Lab 02: Weather

For Lab 02, you will use weather data to develop a model that will predict the minimum temperature in Urbana, IL for a particular day of the year.

Background

Lincoln Square is home to both the Common Ground Food Co-Operative and the Market at the Square. Market at the Square is the Urbana Farmers market.1

Because the weather in Urbana is not so nice year-round, the market is only held outdoors during reasonable weather. As winter approaches, some of the vendors continue in a more limited capacity, but indoors at Lincoln Square.

Scenario and Goal

Who are you?

  • You work as staff for the City of Urbana. The current date is January 1, 2024.

What is your task?

  • The Office of the Mayor has asked you to provide an estimate of when the market should move indoors in 2025 towards the end of the year as winter arrives.

Who are you writing for?

  • To summarize your work, you will write a report for the Office of the Mayor, to be shared with the full City Council. Because theses individuals are not familiar with machine learning, you will need to be sure to make your recommendation clear, without using too much ML jargon. The Office of the Mayor and the City Council are of course familiar with the Market at the Square and the freezing temperatures that arrive in Urbana during late Fall and early Winter at the end of the calendar year.

Data

To achieve the goal of this lab, we will need historical weather data. The necessary data is provided in the following files:

Source

The Urbana weather data was collected using the Open-Meteo API. Specifically, the Historical Weather API was used.

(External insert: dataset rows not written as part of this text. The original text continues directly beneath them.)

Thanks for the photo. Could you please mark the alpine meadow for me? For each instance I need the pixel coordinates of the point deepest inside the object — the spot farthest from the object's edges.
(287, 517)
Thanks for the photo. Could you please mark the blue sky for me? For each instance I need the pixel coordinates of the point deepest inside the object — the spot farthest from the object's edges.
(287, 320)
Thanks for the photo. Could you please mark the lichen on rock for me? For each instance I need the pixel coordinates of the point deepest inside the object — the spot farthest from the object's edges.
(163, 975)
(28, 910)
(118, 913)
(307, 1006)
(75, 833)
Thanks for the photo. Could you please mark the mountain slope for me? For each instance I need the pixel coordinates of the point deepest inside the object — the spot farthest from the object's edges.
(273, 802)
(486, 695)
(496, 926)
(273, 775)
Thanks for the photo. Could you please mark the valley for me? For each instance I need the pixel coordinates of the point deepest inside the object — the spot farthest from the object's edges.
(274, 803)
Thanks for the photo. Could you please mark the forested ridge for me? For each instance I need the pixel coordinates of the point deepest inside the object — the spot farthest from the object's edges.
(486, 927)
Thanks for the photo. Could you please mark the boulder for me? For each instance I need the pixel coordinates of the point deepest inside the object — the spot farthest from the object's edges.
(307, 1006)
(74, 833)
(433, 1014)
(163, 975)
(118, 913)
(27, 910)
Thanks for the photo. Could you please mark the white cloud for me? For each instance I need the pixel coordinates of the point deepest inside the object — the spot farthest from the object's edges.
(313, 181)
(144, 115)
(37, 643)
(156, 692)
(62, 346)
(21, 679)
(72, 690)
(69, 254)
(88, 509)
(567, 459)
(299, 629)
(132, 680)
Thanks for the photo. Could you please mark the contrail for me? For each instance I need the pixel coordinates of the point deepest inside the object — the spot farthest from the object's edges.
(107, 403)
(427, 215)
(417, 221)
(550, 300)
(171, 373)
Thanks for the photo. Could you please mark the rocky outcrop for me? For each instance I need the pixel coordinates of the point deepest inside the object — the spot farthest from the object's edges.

The Historical Weather API is based on reanalysis datasets and uses a combination of weather stations, aircraft, buoy, radar, and satellite observations to create a comprehensive record of past weather conditions. These datasets are able to fill in gaps by using mathematical models to estimate the values of various weather variables. As a result, reanalysis datasets are able to provide detailed historical weather information for locations that may not have had weather stations nearby, such as rural areas or the open ocean.

Additional citations specific the the weather models used by the API can be found on the Open-Meteo website.

The Urbana data was accessed using:

  • Latitude: 40.1106
  • Longitude: -88.2073

On a map, this places the location almost exactly at Lincoln Square.

Open-Meteo provides excellent documentation for their APIs.

The above link will provide detailed information about how to use the API for the Urbana location. It will automatically generate Python code to make a request to the API and collect the results as a pandas data frame!

Data Dictionary

The provided data is not split randomly. The data is split according by time, specifically based on years.

  • Train: 2016 - 2022
  • Validation-Train: 2016 - 2020
  • Validation: 2021 - 2022
  • Test: 2023
  • Production: 2024

This data is pre-split as we have not yet fully discussed data splitting, and the time element requires careful splitting. Also note that the validation-train plus validation data together make up the full train data.

The index of each data frame is the full date using the ISO 8601 standard. For example, 2020-07-04.

Response

temperature_2m_min

  • [float64] the minimum air temperature at 2 meters above ground for the day

Features

year

  • [int64] year , such as 2020

month

  • [int64] month , such as 10 for October

day

  • [int64] day of the month, for example 20 for January 20

day_of_year

  • [int64] day of the year, for example 100, which in non-leap years in is April 9

For this lab, we require the use of only the year and day_of_year features.

Data in Python

To load the data in Python, use:

import pandas as pd
weather_train = pd.read_parquet(
    "https://cs307.org/lab/data/weather-train.parquet",
)
weather_vtrain = pd.read_parquet(
    "https://cs307.org/lab/data/weather-vtrain.parquet",
)
weather_validation = pd.read_parquet(
    "https://cs307.org/lab/data/weather-validation.parquet",
)
weather_test = pd.read_parquet(
    "https://cs307.org/lab/data/weather-test.parquet",
)

Prepare Data for Machine Learning

Create the X and y variants of the data for use with sklearn:

# create X and y for train
X_train = weather_train[["year", "day_of_year"]]
y_train = weather_train["temperature_2m_min"]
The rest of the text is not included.